As if it was pierced my heart when I heard what my husband said, he really did not love me, he already did not have the feelings that once existed only for me. I looked her in the eye and there was really only a flash of hatred that I had never seen during this marriage.
“ Who is the woman you love?” My body shook my eyes with glass, my chest felt tight as I tried to ask who was the woman who could change my husband's feelings quickly. Is he an angel who is able to make my husband easily forget me. Even his high love has now become hate.
“ Already Grace you don't need to know who that woman is who obviously I want to divorce there's nothing we can fix..” He stays with his stance.he still wants a divorce with me.
“ Is there no more room for me in your heart Don? Did you easily forget the memories of our love.” I sobbed at the thought of losing you and couldn't make me cry right now.
I who was willing to let go of my affair and choose to return to my household and want to fix everything now even make me hurt again.

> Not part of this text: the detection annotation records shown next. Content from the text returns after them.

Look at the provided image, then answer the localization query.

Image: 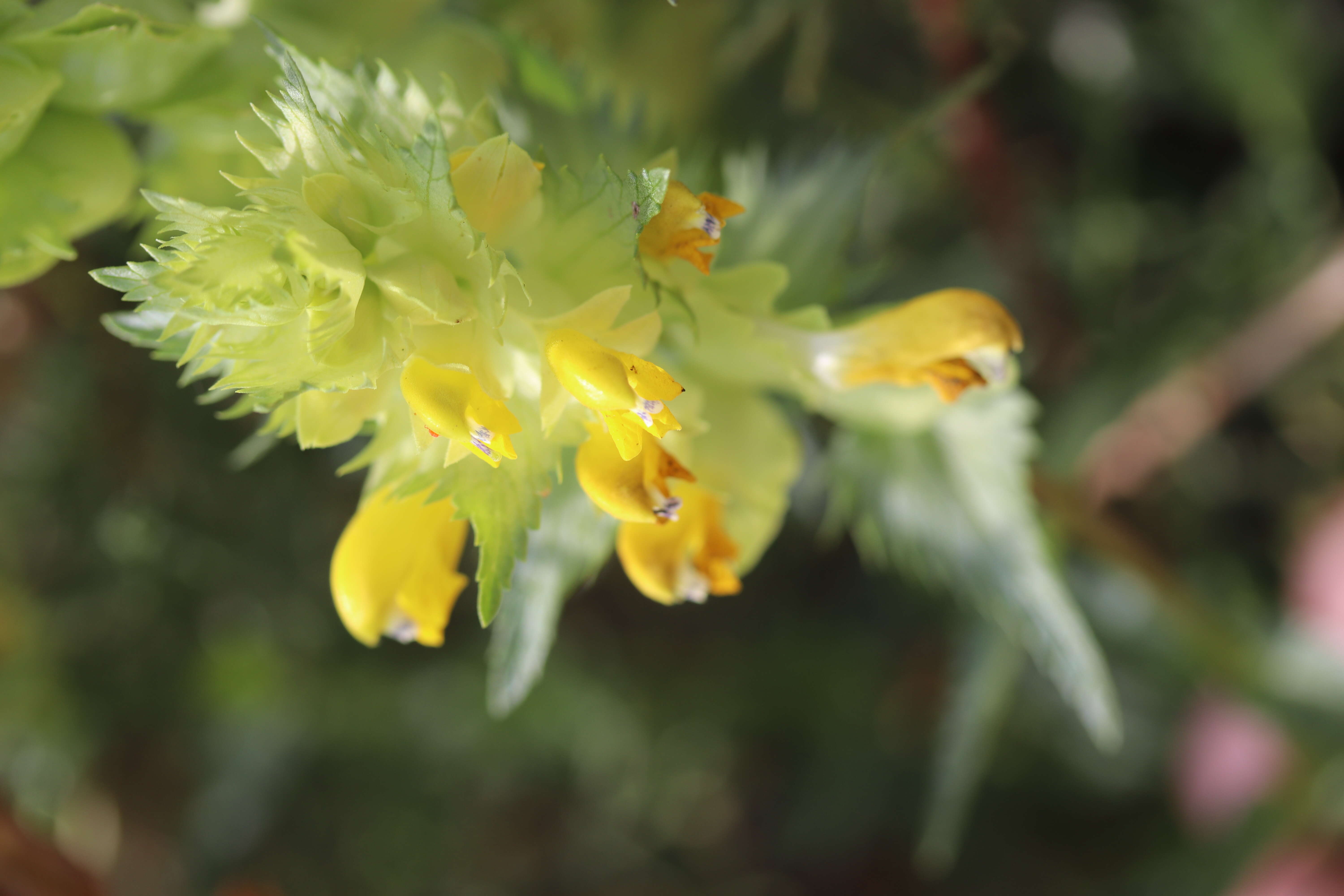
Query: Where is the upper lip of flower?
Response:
[544,329,685,459]
[401,355,523,466]
[640,180,746,274]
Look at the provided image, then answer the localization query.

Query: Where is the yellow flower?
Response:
[331,489,468,648]
[640,180,746,274]
[448,134,542,243]
[812,289,1021,402]
[616,485,742,605]
[574,423,695,524]
[402,355,523,466]
[546,329,685,461]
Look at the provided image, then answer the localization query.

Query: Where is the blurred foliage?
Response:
[0,0,1344,896]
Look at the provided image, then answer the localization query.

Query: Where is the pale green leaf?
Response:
[9,3,228,112]
[0,110,138,286]
[831,391,1121,750]
[917,623,1021,874]
[487,476,616,716]
[398,407,560,626]
[626,168,672,236]
[0,47,60,161]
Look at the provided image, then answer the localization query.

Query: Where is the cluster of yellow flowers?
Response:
[95,42,1021,655]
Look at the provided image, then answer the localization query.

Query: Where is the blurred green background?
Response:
[8,0,1344,896]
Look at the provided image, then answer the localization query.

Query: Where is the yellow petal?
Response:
[449,134,542,243]
[546,329,638,411]
[546,329,685,459]
[813,289,1021,402]
[616,485,742,605]
[331,489,468,646]
[574,424,695,523]
[402,355,523,466]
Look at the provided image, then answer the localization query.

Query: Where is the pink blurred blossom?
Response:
[1173,694,1285,833]
[1227,844,1344,896]
[1288,493,1344,656]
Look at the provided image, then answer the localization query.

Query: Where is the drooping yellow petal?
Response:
[813,289,1021,402]
[574,424,695,524]
[402,356,523,466]
[640,180,746,274]
[449,134,542,243]
[331,489,468,646]
[616,485,742,605]
[546,329,685,461]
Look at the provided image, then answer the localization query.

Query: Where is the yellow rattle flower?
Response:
[616,485,742,605]
[331,489,468,648]
[640,180,746,274]
[546,329,685,461]
[574,423,695,524]
[812,289,1021,402]
[402,355,523,467]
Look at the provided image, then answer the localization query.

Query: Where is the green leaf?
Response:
[0,47,60,161]
[715,149,874,310]
[9,3,228,112]
[0,110,138,286]
[829,391,1121,751]
[915,623,1021,874]
[101,310,191,360]
[626,168,672,236]
[396,407,560,626]
[0,0,32,35]
[487,476,616,716]
[501,35,579,114]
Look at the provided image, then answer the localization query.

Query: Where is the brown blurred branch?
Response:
[0,809,105,896]
[910,0,1081,387]
[1081,238,1344,505]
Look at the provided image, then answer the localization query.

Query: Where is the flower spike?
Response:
[331,489,468,648]
[812,289,1021,402]
[640,180,746,274]
[574,423,695,524]
[402,356,523,467]
[616,485,742,605]
[546,329,685,461]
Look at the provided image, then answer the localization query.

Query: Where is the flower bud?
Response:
[449,134,542,243]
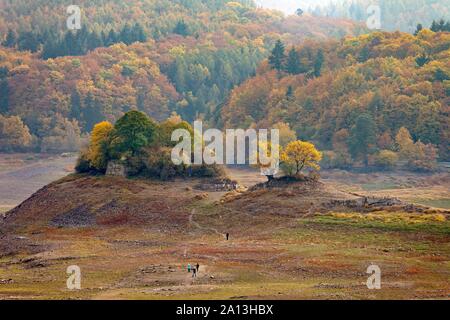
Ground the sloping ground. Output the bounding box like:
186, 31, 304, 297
0, 175, 450, 299
3, 175, 213, 230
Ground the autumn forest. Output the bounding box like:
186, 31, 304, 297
0, 0, 450, 170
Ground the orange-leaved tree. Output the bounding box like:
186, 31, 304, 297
281, 140, 322, 176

Even my heart felt almost dead from losing the two people that were in my heart all this time.
“ I want to fix our household and I want us to have a cute baby like you always say..” I said what was on my mind with him hoping to be touched by all my words.
“ I want us to have cute babies Donzello. Can't you just leave her and stay here with me.” I hope he can be touched to see me who's already starting to sob. He was only speechless while still looking ahead with a very flat look.
“ Baby?” I frowned when I saw him who was laughing softly in a shudder. “ I really want a cute baby but not you. You're too late if you want me back and we're together again. I'm tired of me standing alone.”
“ We will stand together now. I promise I'll change all your bad habits for you. I promise..” I convinced him that he wanted to come back with me. stringing the words love so far that I never uttered.
“ I don't care about it all Grace. I'm tired of all your behavior.”
“ I promise will change in every way. I will be better in front of you and in front of people and in bed I promise to serve you well.” I realized that I had never served my husband properly. I always act cold with her.
I always say tired and do not want to make love with her. somehow from a long time ago I have absolutely no passion for men who always touch me with the breath that hunts. Donzello was always attacking me but I just fell silent with a really lazy taste. And now I know that the bed business also needs attention.